No Moratorium On Tribe Recognition
By Earl
A proposed one-year moratorium on recognizing new Native American tribes has been rejected in the U.S. Senate by a vote of 85 to 15. The moratorium was proposed by Connecticut’s two U.S. Senators, Democrats Christopher J. Dodd and Joseph Lieberman and ostensibly, in their view, would have called for “improvements” in the way sovereignty is granted to tribes from the federal government.

Senator Dodd admitted it was an ‘uphill battle,’ particularly as his powerful Democrat colleague, Senator Daniel Inouye of Hawaii, supports those Indian tribes already legally recognized and who want to do further gambling business with non-tribal business groups.

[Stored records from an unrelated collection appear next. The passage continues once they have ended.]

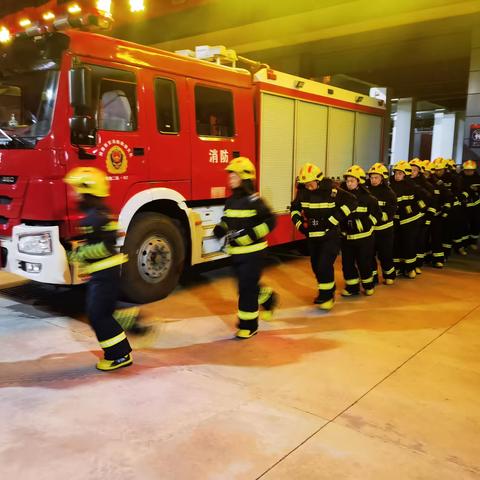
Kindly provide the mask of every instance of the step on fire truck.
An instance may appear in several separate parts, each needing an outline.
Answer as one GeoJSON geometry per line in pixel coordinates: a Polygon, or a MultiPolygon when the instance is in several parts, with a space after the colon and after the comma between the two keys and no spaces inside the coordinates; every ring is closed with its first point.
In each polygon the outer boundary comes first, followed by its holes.
{"type": "Polygon", "coordinates": [[[170,53],[121,41],[91,31],[108,26],[104,12],[60,10],[37,12],[22,32],[0,21],[0,242],[10,272],[80,283],[66,256],[80,214],[63,182],[77,166],[107,172],[130,259],[123,292],[149,302],[185,266],[225,256],[212,229],[232,158],[257,165],[278,215],[271,245],[300,238],[288,210],[302,163],[337,177],[382,159],[381,100],[224,47],[170,53]]]}

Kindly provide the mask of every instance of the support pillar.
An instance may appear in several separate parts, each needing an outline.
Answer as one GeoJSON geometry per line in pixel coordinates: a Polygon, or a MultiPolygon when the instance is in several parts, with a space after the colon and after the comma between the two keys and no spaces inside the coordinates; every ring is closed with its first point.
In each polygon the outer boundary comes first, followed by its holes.
{"type": "Polygon", "coordinates": [[[453,145],[455,142],[455,114],[435,113],[433,124],[432,153],[430,158],[452,158],[453,145]]]}
{"type": "Polygon", "coordinates": [[[410,160],[410,149],[413,147],[414,117],[415,101],[413,98],[399,98],[392,132],[392,156],[390,158],[392,165],[400,160],[410,160]]]}
{"type": "Polygon", "coordinates": [[[463,161],[480,160],[480,27],[472,31],[463,161]],[[478,125],[478,127],[477,127],[478,125]]]}

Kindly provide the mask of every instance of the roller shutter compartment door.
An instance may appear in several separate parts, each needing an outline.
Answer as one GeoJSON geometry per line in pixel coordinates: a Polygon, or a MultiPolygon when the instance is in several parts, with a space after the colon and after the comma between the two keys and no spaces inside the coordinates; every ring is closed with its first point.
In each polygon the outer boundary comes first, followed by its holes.
{"type": "Polygon", "coordinates": [[[325,172],[327,156],[328,108],[297,101],[295,128],[295,175],[302,164],[310,162],[325,172]]]}
{"type": "Polygon", "coordinates": [[[294,115],[293,99],[262,93],[260,193],[276,213],[292,199],[294,115]]]}
{"type": "Polygon", "coordinates": [[[328,177],[340,177],[353,164],[355,112],[329,107],[327,168],[328,177]]]}
{"type": "Polygon", "coordinates": [[[382,117],[366,113],[355,114],[355,164],[368,170],[380,161],[382,117]]]}

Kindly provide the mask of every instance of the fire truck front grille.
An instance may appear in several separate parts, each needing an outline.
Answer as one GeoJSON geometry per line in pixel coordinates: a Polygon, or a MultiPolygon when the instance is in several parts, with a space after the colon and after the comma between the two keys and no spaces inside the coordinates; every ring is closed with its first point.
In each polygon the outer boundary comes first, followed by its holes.
{"type": "Polygon", "coordinates": [[[10,197],[0,195],[0,205],[10,205],[11,203],[12,199],[10,197]]]}
{"type": "Polygon", "coordinates": [[[8,223],[8,218],[0,216],[0,225],[6,225],[7,223],[8,223]]]}
{"type": "Polygon", "coordinates": [[[5,268],[7,265],[8,250],[5,247],[0,247],[0,266],[5,268]]]}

Both Senators Dodd and Lieberman feel that the tribes and the communities their gambling operations would be in would benefit from their stated aims for the moratorium amendment -- “a recognition process [for determining status as Native Americans] that is fairer, more transparent, and well defined.”

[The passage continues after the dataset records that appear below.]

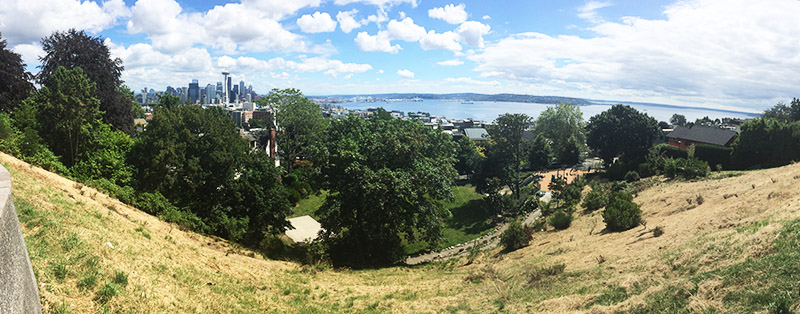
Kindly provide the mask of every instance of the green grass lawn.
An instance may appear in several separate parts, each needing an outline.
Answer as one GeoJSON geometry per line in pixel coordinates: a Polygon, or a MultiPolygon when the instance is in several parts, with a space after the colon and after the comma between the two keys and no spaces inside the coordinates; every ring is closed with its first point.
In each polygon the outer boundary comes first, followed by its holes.
{"type": "MultiPolygon", "coordinates": [[[[300,200],[292,211],[292,217],[309,215],[314,219],[317,216],[314,212],[322,206],[328,192],[322,191],[319,195],[311,194],[300,200]]],[[[475,188],[470,185],[457,185],[453,187],[454,200],[446,202],[445,208],[449,209],[452,217],[445,221],[444,242],[436,249],[443,249],[448,246],[464,243],[476,239],[492,229],[491,215],[484,210],[485,202],[483,195],[475,192],[475,188]]],[[[404,244],[407,254],[414,254],[428,248],[428,243],[417,241],[411,244],[404,244]]]]}
{"type": "Polygon", "coordinates": [[[292,209],[292,217],[289,218],[309,215],[314,219],[318,219],[314,212],[317,211],[317,208],[322,206],[326,196],[328,196],[328,192],[322,191],[319,194],[311,194],[300,200],[297,202],[297,206],[292,209]]]}
{"type": "MultiPolygon", "coordinates": [[[[445,221],[444,241],[435,249],[464,243],[476,239],[492,229],[491,215],[484,210],[484,196],[475,192],[472,185],[453,187],[455,200],[444,204],[452,217],[445,221]]],[[[406,254],[414,254],[428,248],[428,243],[417,241],[404,245],[406,254]]]]}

The moratorium would have lasted one year at most, until the Bureau of Indian Affairs presumably enacts new regulations to define more clearly the criteria that would be required as proof for tribal recognition. Dodd and Lieberman argued on the Senate floor that Connecticut, a small state, has too many tribes seeking recognition in the state. Connecticut has already recognized three tribes, two of whom run very successful casinos.